Training vs Inference
In the context of machine learning, 'Training' refers to the process of teaching a model to make predictions or decisions, typically by feeding it a large set of labeled data. 'Inference,' on the other hand, is the stage where the trained model is used to make predictions on new, unseen data. Training is a compute-intensive process that adjusts the model's parameters, while inference involves applying these parameters to make quick decisions or analysis.
User Experience
User Experience (UX) refers to the overall experience of a person using a product, system, or service, especially in terms of how easy or pleasing it is to use. It encompasses a variety of aspects, including usability, design, ergonomics, functionality, performance, and the user's emotional response. UX is a comprehensive concept that aims to improve customer satisfaction and loyalty through the utility, ease of use, and pleasure provided in the interaction with a product.

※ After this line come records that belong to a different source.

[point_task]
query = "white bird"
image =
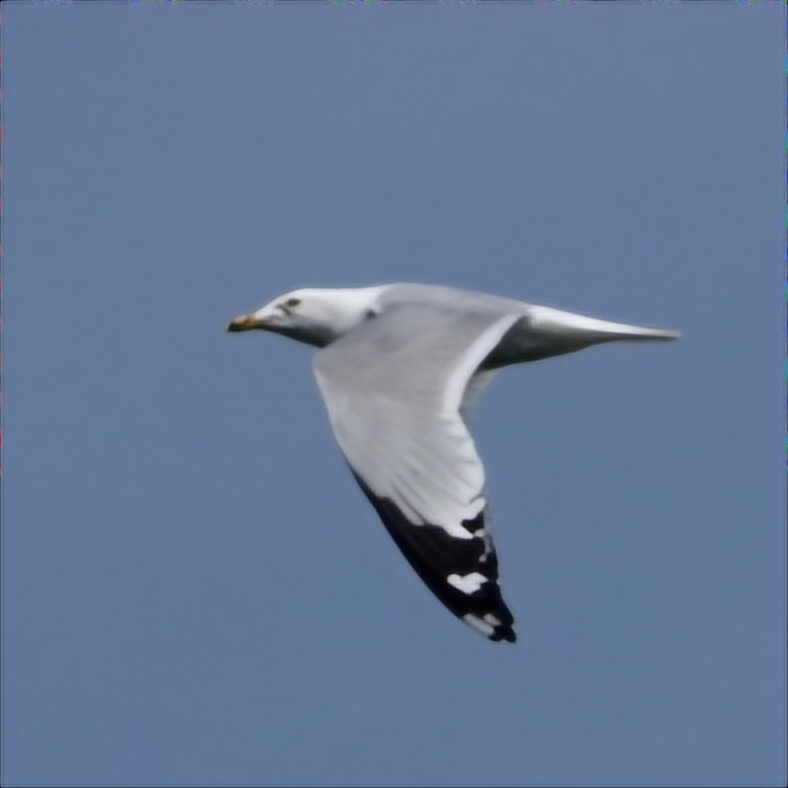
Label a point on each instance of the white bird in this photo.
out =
(398, 367)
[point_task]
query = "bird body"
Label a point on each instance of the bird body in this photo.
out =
(398, 367)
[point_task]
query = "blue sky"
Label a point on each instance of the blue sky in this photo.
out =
(194, 590)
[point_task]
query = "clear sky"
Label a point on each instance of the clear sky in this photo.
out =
(195, 592)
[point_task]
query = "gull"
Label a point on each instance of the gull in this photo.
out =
(398, 367)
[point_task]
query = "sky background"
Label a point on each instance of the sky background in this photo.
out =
(195, 592)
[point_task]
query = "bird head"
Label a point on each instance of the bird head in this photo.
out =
(314, 316)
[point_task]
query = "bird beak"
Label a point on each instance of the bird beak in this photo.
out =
(246, 323)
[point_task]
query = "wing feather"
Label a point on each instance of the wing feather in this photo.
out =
(395, 391)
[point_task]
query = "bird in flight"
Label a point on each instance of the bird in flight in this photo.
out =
(398, 367)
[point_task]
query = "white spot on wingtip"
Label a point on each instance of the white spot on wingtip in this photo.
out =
(468, 584)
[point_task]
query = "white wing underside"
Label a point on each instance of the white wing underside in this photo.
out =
(395, 390)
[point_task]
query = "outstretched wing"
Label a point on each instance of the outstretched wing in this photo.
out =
(394, 388)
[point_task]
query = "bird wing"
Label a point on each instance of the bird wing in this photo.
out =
(395, 388)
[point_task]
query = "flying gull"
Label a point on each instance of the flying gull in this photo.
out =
(398, 367)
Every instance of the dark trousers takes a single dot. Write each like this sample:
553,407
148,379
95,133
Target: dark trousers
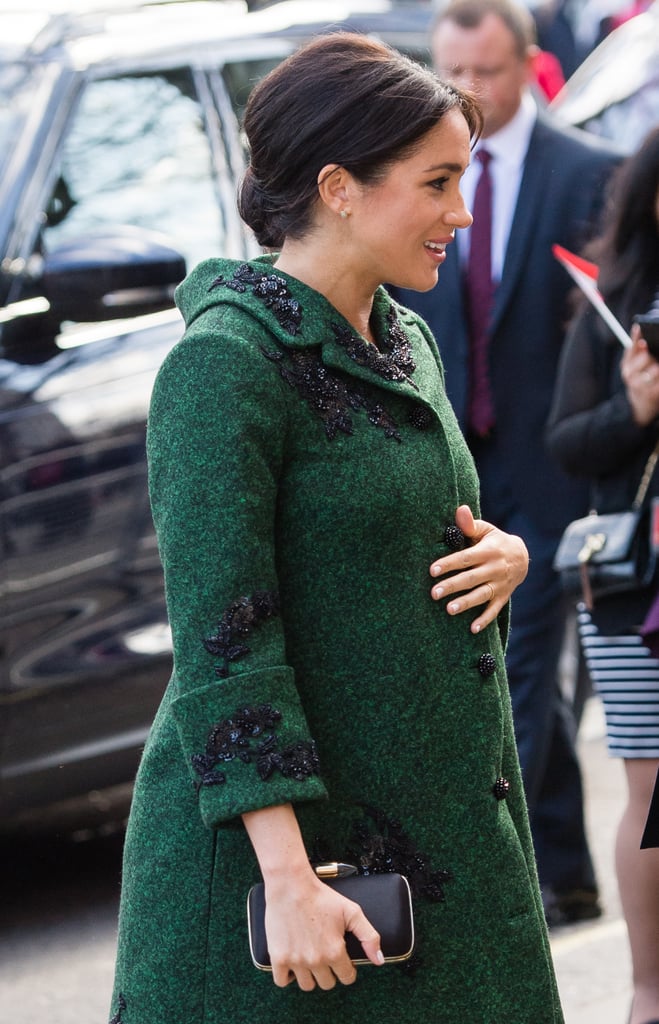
544,720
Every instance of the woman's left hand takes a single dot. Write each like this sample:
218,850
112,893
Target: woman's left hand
485,572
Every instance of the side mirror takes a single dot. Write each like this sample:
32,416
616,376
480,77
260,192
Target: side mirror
126,272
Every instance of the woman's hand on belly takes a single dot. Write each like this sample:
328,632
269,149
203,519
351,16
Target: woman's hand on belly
485,572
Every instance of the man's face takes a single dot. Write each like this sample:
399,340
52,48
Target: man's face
484,60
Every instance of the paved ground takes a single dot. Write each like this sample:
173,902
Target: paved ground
591,960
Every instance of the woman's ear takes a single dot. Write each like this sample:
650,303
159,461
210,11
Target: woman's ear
334,188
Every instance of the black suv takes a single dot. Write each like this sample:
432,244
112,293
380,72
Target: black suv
120,152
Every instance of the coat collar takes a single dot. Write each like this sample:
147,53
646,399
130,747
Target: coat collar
298,316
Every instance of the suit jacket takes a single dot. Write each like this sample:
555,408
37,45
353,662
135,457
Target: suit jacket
560,198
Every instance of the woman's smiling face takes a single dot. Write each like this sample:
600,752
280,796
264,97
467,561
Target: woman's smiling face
402,224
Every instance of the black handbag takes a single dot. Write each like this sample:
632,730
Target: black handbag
600,555
385,899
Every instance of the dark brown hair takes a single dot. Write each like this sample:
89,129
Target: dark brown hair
342,99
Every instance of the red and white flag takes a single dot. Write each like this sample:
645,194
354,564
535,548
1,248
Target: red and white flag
585,275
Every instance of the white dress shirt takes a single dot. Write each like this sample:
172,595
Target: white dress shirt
509,147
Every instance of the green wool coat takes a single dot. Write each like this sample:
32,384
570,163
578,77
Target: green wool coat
302,482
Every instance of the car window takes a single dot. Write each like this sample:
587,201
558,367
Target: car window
242,76
137,154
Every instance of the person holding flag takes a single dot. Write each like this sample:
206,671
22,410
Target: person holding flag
603,426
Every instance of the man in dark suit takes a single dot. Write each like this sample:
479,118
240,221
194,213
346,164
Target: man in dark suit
499,340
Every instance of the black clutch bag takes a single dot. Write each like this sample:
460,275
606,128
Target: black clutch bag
385,899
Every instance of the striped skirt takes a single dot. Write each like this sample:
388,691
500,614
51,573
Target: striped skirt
626,677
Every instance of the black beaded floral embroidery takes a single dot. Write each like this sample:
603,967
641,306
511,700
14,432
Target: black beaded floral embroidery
379,845
117,1019
236,623
388,848
247,736
327,393
394,363
269,287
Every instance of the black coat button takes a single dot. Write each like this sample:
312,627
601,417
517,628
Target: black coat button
501,787
486,665
454,538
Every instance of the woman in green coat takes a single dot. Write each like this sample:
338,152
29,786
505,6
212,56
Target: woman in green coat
338,612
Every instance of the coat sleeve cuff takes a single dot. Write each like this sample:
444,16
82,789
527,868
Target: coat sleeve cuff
248,744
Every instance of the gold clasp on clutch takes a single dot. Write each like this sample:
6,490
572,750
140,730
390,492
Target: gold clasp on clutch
594,543
335,869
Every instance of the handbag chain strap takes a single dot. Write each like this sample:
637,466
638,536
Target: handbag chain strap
646,478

In an educational setting, UX can be applied to create interactive simulations for classrooms. For instance, a science teacher might use a UX-designed interactive simulation to teach concepts of physics. The simulation, with its intuitive interface, engaging graphics, and responsive feedback, allows students to experiment with different variables in a physics experiment. This direct, hands-on interaction enhances learning by making abstract concepts tangible and easier to understand. The UX design ensures that the simulation is user-friendly, keeping students focused on learning rather than struggling with the technology. By doing so, it not only makes learning more effective but also more enjoyable, increasing student engagement and fostering a deeper understanding of the subject matter.
Vector Stores
Vector stores are specialized databases designed to efficiently store and retrieve high-dimensional data, such as vectors produced by machine learning models. They are essential in tasks like similarity search and recommendation systems.
Visual Studio Code
Visual Studio Code (VS Code) is a free, open-source code editor developed by Microsoft. It's widely used by developers due to its support for a variety of programming languages, built-in Git integration, debugging tools, and a vast ecosystem of extensions. VS Code is known for its lightweight design, cross-platform availability, and powerful code editing and navigation capabilities.